The coroner noted “quasi admissions” by Howard, such as his inquiries to a number of police officers about serving his sentence in Northern Ireland if he admitted to certain things, needing help but being afraid to take the next step, living in fear, crossing the road when he saw a police officer, being haunted and seeing a face in a crowd and being reminded of the girl.
He said they “fell short of a confession but indicate culpability”.
Reacting to the coroner’s ruling, Ms Arkinson’s sister Kathleen said there was now no doubt Robert Howard murdered her.
Ms Arkinson, who also alleged that that Howard had been working as a state agent, called for a public inquiry into his activities in Northern Ireland.
“This was a 14-year-old inquest, nearly as long as Arlene’s life,” she said.
“An inquest that Howard and the state never wanted. It was opened in November 2007 and only finishes today.
“Twenty-seven years on from Arlene’s murder, I am still searching for her body. What else can I do? What else would anyone expect me to do? Despite what has happened, I have placed my faith in our justice system and went with it.
“Therefore I appeal to the Justice Minister (Naomi Long) to examine Arlene’s case carefully.
“When she does, she will see that the need for a public inquiry into the activities of Robert Howard in this jurisdiction and his status as an agent for the RUC, which has led to death and misery for many people, will be unavoidable.
“I guarantee the minister that the more she looks into Arlene’s case, the more outraged and terrified she will be on behalf of the public. But, above all, I want a Christian burial for my sister. In seeking the truth, through public inquiry, maybe I will achieve that.”
Ms Arkinson, 15, was last seen alive on Sunday August 14, 1994 in a car with Howard.
The St Eugene’s High School student, whose mother had died in 1990, was noted as being known to social services, but the coroner paid tribute to the commitment by her six older siblings to her welfare as “truly remarkable”.
The coroner dismissed several rumours from the time of Ms Arkinson’s disappearance, including that she had left Castlederg voluntarily, that she had been suicidal or had been pregnant.
He also dispelled any suggestion that members of Ms Arkinson’s family had been involved in her murder.
The inquest, which has been running for more than a decade, was described as having “re-energised” police investigations on both sides of the border.
Mr Sherrard noted it had been 27 years since Arlene went missing.
He said the findings of the inquest had originally been scheduled to be delivered in March 2020, but were delayed due to the Covid-19 pandemic and other issues.

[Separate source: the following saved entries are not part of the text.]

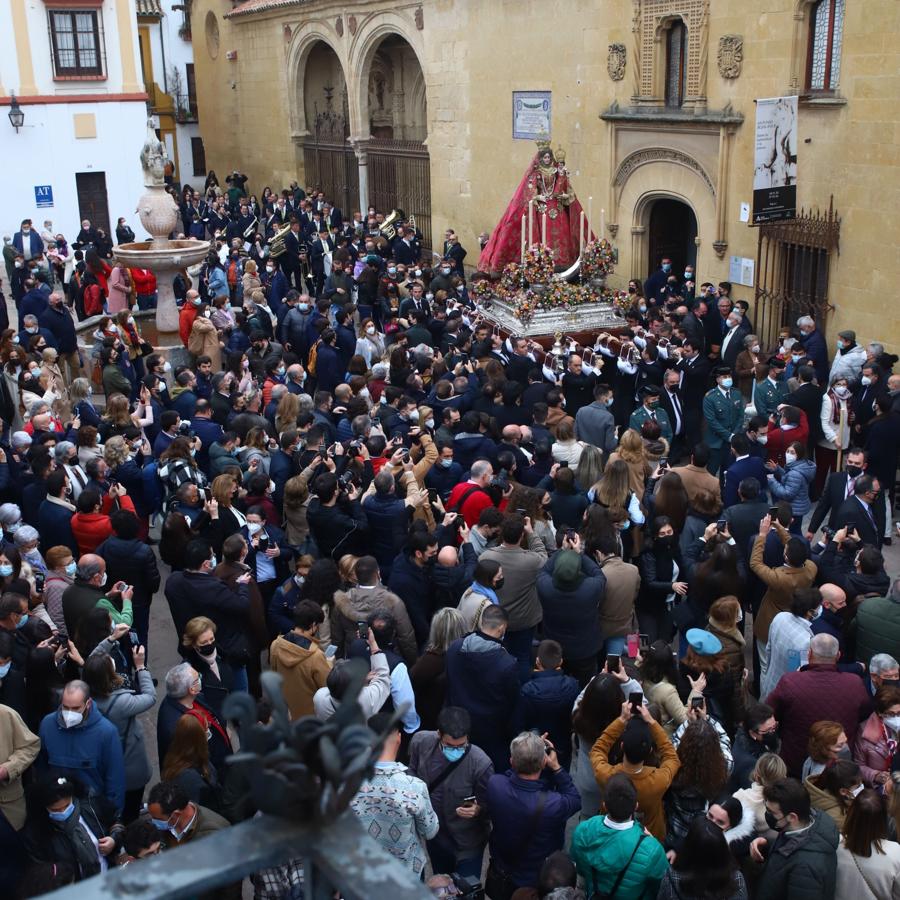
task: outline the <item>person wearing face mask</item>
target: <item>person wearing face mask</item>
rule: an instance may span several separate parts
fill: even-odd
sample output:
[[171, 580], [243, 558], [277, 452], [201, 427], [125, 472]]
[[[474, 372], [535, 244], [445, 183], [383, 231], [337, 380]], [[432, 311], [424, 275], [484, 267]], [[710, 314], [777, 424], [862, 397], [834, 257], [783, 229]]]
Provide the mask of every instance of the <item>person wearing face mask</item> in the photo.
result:
[[758, 416], [765, 416], [768, 419], [775, 415], [787, 397], [784, 362], [773, 356], [766, 364], [758, 366], [756, 371], [759, 380], [753, 388], [753, 405]]
[[119, 732], [97, 709], [84, 681], [70, 681], [59, 709], [41, 720], [38, 769], [68, 774], [105, 797], [118, 816], [125, 804], [125, 760]]
[[42, 776], [32, 791], [34, 812], [22, 832], [27, 857], [71, 872], [76, 882], [107, 871], [121, 826], [103, 798], [59, 773]]
[[809, 492], [816, 477], [816, 465], [806, 458], [806, 446], [800, 441], [787, 445], [784, 462], [784, 468], [771, 461], [766, 463], [769, 493], [774, 501], [784, 500], [791, 504], [790, 531], [800, 534], [803, 517], [812, 508]]
[[[231, 827], [218, 813], [189, 800], [174, 781], [160, 781], [150, 789], [147, 812], [166, 848], [202, 840]], [[222, 900], [240, 900], [241, 884], [217, 888], [215, 893]]]
[[312, 600], [301, 600], [293, 610], [293, 628], [278, 635], [269, 651], [273, 672], [283, 678], [284, 697], [291, 718], [314, 714], [313, 696], [325, 687], [331, 661], [319, 646], [319, 626], [325, 611]]
[[203, 702], [224, 721], [225, 698], [234, 690], [234, 670], [219, 652], [216, 623], [206, 616], [189, 619], [181, 635], [179, 652], [190, 663], [203, 682]]
[[[809, 755], [803, 763], [801, 776], [804, 782], [808, 778], [824, 772], [838, 760], [851, 761], [853, 758], [853, 751], [847, 741], [847, 735], [844, 734], [844, 726], [840, 722], [832, 722], [829, 719], [816, 722], [809, 729], [807, 749]], [[861, 781], [859, 767], [857, 767], [855, 783], [859, 784]], [[862, 790], [862, 786], [860, 790]]]
[[716, 386], [703, 398], [703, 417], [706, 419], [706, 443], [709, 446], [707, 469], [715, 475], [728, 463], [731, 437], [744, 421], [744, 398], [734, 388], [728, 366], [715, 369]]
[[853, 742], [853, 758], [859, 763], [868, 787], [881, 788], [890, 781], [898, 738], [900, 687], [883, 684], [875, 691], [875, 711], [860, 726]]
[[664, 256], [660, 260], [659, 268], [644, 282], [644, 296], [649, 302], [654, 305], [662, 304], [671, 275], [672, 260], [668, 256]]
[[60, 631], [66, 630], [63, 615], [63, 594], [74, 583], [78, 564], [69, 547], [62, 544], [50, 547], [44, 554], [47, 562], [47, 576], [44, 581], [44, 606]]
[[[4, 672], [4, 668], [7, 669]], [[9, 663], [0, 665], [0, 682], [8, 675]], [[5, 817], [6, 834], [19, 831], [25, 824], [25, 792], [22, 776], [30, 768], [41, 749], [41, 742], [28, 728], [19, 712], [10, 707], [5, 698], [0, 699], [0, 816]], [[9, 847], [4, 835], [2, 846]], [[8, 871], [5, 866], [0, 871]]]
[[[428, 785], [440, 831], [428, 842], [435, 871], [480, 877], [488, 839], [487, 783], [494, 767], [470, 738], [471, 718], [458, 706], [441, 710], [437, 730], [419, 731], [409, 747], [409, 772]], [[460, 798], [471, 798], [462, 803]]]
[[78, 559], [74, 580], [62, 594], [62, 613], [65, 631], [77, 633], [78, 625], [87, 613], [106, 597], [106, 562], [93, 553]]
[[831, 383], [836, 378], [846, 378], [847, 383], [855, 387], [866, 362], [866, 348], [856, 343], [855, 331], [847, 330], [838, 332], [836, 349], [828, 382]]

Concluding his findings, he said: “I would like to reflect on Arlene, who would now be a woman in her 40s, and it is a matter of profound regret that Arlene did not get to live her life and to live to her full potential.
“And I would also like to reflect on the very grave injustice that has been done ultimately to the Arkinson family due to the actions of Robert Howard, and I would like to reflect on the exhaustive manner in which Kathleen (Arlene’s sister) in particular has driven this case from the first days after the disappearance right through to today, and that is remarkable and Arlene herself has been served exceptionally well by her family in the intervening 27 years.”